- Theatrical release poster
- Directed by: Debaloy Bhattacharya
- Starring: Abir Chatterjee Paran Bandopadhyay Goutam Halder
- Cinematography: Ramyadeep Saha
- Edited by: Sanglap Bhowmick
- Music by: Amit Chatterjee
- Production company: Hoichoi Studios
- Distributed by: Shree Venkatesh Films
- Release date: 12 January 2024;
- Country: India
- Language: Bengali

= Shri Swapankumarer Badami Hyenar Kobole =

2023 Bengali thriller film

Shri Swapankumarer Badami Hyenar Kobole (/bn/) is a 2024 Indian Bengali-language black comedy action thriller film directed by Debaloy Bhattacharya, and produced by Hoichoi Studios. It is based on the adventures of Dipak Chatterjee, a fictional detective lost in time. The movie released to positive reviews from the critics.

==Synopsis==
Kolkata faces danger from a malevolent force, Badami Hyena. Dipak Chatterjee, a detective character created by pulp-fiction writer Shri Swapankumar, comes out to save the city. But Swapankumar soon puts Dipak's fate in the balance with the story he develops around him.

==Cast==
- Abir Chatterjee as Dipak Chatterjee
- Paran Bandopadhyay as Sri Swapankumar
- Shruti Das as Tashi
- Goutam Halder as Bajpakhi
- Pratik Dutta as Ratanlal
- Loknath Dey
- Saoli Chattopadhyay

==Reception==
=== Critical reception ===
Agnivo Niyogi of The Telegraph wrote "Abir successfully deconstructs his conventional image to portray a beaten, has-been detective." He also praised the witty dialogues, CGI, colour scheme and the musical score, which keep the audience hooked with the film. Poorna Banerjee of Times of India rated the film 3.5 out of 5 stars and wrote that although the movie has a long runtime and the first half feels a bit slow, the story picks pace in the second half. She praised the director for keeping alive the utter lack of logic and surrealism in the storyline, while bringing to life characters the audience can connect to. Anandabazar Patrika also reviewed the film 7 out of 10 stars and said that this movie resolves the lack of Bengali culture in movies.

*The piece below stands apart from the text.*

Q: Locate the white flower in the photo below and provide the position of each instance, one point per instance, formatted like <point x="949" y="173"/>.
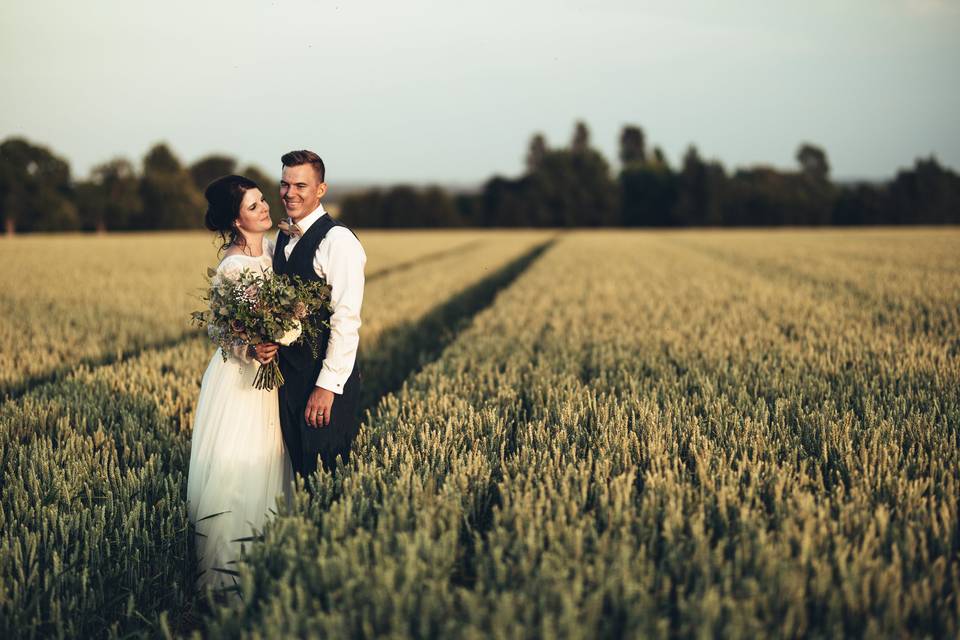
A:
<point x="291" y="335"/>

Shamayita Ckaraborty of OttPlay rated the film 3.5 out of 5 stars and wrote "It is pulp fiction and in signature 'ki-hoite-ki-hoiya-gelo' moments, the writers throw all the logical elements up in the air". She also mentioned that the envious music, performance of the whole cast and some unforgettable shots makes the movie a good watch. Times Now rated the film 3 out of 5 stars and mentioned that the resurrection of pulp fiction, the interaction between Deepak and Swapan Kumar successfully captures the nostalgia of 50s literature fiction. Souvik Saha of Cine Kolkata rated the film 3 out of 5 stars praising the performances of the cast, skillful direction and well executed plot twists accompanied with the background score. Sangbad Pratidin, Ei Samay and Bongo Banjo also reviewed the movie on a positive note. They praised the unique presentation of Abir as a detective, Paran's acting and the director's visionary mettle.